Search

Showing posts with label Cross Join. Show all posts
Showing posts with label Cross Join. Show all posts

Wednesday, June 1, 2011

Using CROSS JOIN queries to find records out of sequence

Let’s say I have table in which there are three fields:
  • PersonID
  • Version
  • DEDate  (date entry date)
Here, PersonID is an integer field and could be considered our primary ID. Version is again an integer field and could be considered a secondary ID. So, in all PersonID and Version will form the Composite Key.

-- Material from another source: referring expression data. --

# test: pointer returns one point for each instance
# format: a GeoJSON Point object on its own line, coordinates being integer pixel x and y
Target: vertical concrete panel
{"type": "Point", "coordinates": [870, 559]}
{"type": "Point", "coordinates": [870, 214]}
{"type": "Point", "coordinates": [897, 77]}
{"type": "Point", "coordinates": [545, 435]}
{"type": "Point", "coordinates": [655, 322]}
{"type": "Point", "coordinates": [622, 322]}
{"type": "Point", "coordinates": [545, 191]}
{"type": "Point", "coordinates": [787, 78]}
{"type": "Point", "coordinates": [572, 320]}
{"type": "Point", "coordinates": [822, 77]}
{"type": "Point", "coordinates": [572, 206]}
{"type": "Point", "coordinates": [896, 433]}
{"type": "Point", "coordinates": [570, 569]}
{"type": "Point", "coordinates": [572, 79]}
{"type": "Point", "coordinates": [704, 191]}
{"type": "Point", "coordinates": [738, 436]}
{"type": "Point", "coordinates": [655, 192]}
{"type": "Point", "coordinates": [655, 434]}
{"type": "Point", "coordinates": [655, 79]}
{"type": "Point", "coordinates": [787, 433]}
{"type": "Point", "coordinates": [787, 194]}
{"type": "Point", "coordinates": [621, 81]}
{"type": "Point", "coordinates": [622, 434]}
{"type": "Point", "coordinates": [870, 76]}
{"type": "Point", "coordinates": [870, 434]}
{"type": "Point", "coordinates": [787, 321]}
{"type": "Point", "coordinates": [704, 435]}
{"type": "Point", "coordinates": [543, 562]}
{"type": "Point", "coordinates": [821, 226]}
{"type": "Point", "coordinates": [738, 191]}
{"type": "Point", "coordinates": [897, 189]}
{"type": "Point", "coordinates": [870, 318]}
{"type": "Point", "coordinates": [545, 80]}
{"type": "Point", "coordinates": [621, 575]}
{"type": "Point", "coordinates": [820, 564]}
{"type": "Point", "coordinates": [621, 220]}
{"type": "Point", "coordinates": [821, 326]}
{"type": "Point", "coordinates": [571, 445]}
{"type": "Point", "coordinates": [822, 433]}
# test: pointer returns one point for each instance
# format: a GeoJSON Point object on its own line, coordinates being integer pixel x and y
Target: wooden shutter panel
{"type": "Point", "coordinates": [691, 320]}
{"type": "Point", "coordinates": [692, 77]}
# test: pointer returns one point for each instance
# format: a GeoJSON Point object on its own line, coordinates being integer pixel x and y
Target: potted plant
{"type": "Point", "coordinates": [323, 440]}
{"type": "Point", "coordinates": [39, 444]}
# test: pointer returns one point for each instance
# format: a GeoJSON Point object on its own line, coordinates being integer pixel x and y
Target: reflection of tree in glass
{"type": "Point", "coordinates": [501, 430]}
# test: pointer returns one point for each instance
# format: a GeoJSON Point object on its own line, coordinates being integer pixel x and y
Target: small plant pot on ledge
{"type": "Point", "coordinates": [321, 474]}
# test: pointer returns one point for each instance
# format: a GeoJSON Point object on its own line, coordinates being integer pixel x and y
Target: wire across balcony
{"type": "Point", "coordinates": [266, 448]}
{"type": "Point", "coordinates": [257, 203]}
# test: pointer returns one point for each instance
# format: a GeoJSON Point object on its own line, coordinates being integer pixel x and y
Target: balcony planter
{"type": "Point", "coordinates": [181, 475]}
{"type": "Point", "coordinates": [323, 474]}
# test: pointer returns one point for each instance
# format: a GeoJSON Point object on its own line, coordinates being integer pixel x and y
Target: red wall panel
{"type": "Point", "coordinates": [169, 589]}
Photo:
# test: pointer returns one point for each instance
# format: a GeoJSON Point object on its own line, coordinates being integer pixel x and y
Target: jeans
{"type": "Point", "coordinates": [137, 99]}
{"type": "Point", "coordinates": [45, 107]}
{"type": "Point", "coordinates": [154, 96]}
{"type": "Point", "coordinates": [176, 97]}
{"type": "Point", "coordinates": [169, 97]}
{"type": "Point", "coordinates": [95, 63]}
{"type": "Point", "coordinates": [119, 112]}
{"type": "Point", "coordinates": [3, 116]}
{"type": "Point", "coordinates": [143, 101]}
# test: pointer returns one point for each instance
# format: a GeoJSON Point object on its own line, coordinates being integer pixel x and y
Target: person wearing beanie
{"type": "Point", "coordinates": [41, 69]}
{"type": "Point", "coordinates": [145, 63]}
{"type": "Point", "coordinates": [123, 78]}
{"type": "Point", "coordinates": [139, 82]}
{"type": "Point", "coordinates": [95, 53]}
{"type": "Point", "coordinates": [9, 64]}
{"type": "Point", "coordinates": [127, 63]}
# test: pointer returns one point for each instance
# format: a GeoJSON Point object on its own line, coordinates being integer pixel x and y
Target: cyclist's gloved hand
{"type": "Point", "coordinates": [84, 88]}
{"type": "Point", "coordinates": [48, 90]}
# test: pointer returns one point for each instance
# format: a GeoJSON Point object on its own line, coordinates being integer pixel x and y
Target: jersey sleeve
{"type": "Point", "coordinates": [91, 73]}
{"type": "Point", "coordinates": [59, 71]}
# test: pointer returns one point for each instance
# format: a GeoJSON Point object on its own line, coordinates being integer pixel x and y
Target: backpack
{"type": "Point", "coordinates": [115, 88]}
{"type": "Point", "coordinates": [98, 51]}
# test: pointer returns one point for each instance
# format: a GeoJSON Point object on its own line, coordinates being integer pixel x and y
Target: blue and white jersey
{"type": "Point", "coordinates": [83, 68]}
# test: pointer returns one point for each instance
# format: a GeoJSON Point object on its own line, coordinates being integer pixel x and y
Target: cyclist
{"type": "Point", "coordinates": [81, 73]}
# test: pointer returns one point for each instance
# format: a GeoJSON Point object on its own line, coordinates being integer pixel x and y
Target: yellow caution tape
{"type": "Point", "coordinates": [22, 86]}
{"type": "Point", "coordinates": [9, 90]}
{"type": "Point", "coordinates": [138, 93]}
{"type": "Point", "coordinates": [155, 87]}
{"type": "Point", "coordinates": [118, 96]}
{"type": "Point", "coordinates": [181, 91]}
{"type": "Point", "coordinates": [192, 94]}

There can be many versions of the same PersonID and each Version would have a corresponding Data Entry Date (DEDate). Our problem is to compare the Data Entry Dates of all the versions of a particular person on an iterative basis using a single query to ensure the Data Entry Dates are in order based on the Version for a particular person.
Data Entry Date’s for all versions of a particular PersonID should be compared in in such a way that the succeeding version’s Data Entry Date should be greater than its preceding version’s Data Entry Date. If the records are stored correctly, then that PersonID’s version is said to be in proper order, otherwise it is said to be in an improper order.
I have tried lots of ways to tackle this problem, using cursors, loops, subqueries, etc... , but the best solution I have found is by using CROSS JOINS.
The following script will help you understanding the problem and its solution.  I am creating a new table, adding some data and then using the query to determine which records are out of order.


CREATE TABLE [dbo].[Person](
     [PersonID] [int] NOT NULL,
     [Version] [int] NOT NULL,
     [DEDate] [datetime] NULL,
CONSTRAINT [PK_Person] PRIMARY KEY CLUSTERED 
(
     [PersonID] ASC,
     [Version] ASC
))
GO
INSERT INTO Person VALUES(1,0,'03/10/2000')
INSERT INTO Person VALUES(1,1,'03/16/2000')
INSERT INTO Person VALUES(1,2,'03/19/2000')
INSERT INTO Person VALUES(1,3,'03/18/2000')
INSERT INTO Person VALUES(1,4,'03/17/2000')
INSERT INTO Person VALUES(2,0,'02/10/2000')
INSERT INTO Person VALUES(2,1,'02/11/2000')
INSERT INTO Person VALUES(2,2,'02/18/2000')
INSERT INTO Person VALUES(3,0,'03/25/2000')
INSERT INTO Person VALUES(3,1,'03/23/2000')
INSERT INTO Person VALUES(3,2,'03/26/2000')
INSERT INTO Person VALUES(3,3,'03/30/2000')
INSERT INTO Person VALUES(4,0,'08/19/2000')
INSERT INTO Person VALUES(4,1,'08/20/2000')
INSERT INTO Person VALUES(4,2,'08/23/2000')
INSERT INTO Person VALUES(4,3,'08/24/2000') 
GO
SELECT *,
     (SELECT 
          CASE WHEN (SUM(CASE WHEN B.DEDate<C.DEDate THEN 0 
               ELSE 1 
               END))>=1 THEN 1 
          ELSE 0 
          END AS IsNotProper 
     FROM Person2 B CROSS JOIN 
          Person2 C
     WHERE B.PersonID=A.PersonID 
          AND C.PersonID=A.PersonID 
          AND B.Version<>C.Version 
          AND B.Version<C.Version) 
     AS [OutOfOrder] 
FROM Person2 A 


In the output it will display all the records with a flag called OutOfOrder. If the flag is 1 that means there is a problem with the record order. Otherwise, the PersonID’s versions are in proper order.
In this example we can see that PersonID 1 has two records that are out of order.  The 2003-03-18 record came before the 2008-03-17 record, so the query picked these up as being out of order.  Also, for PersonID 3 the 2000-03-25 record came before the 2000-03-23 record, so again these are out of order.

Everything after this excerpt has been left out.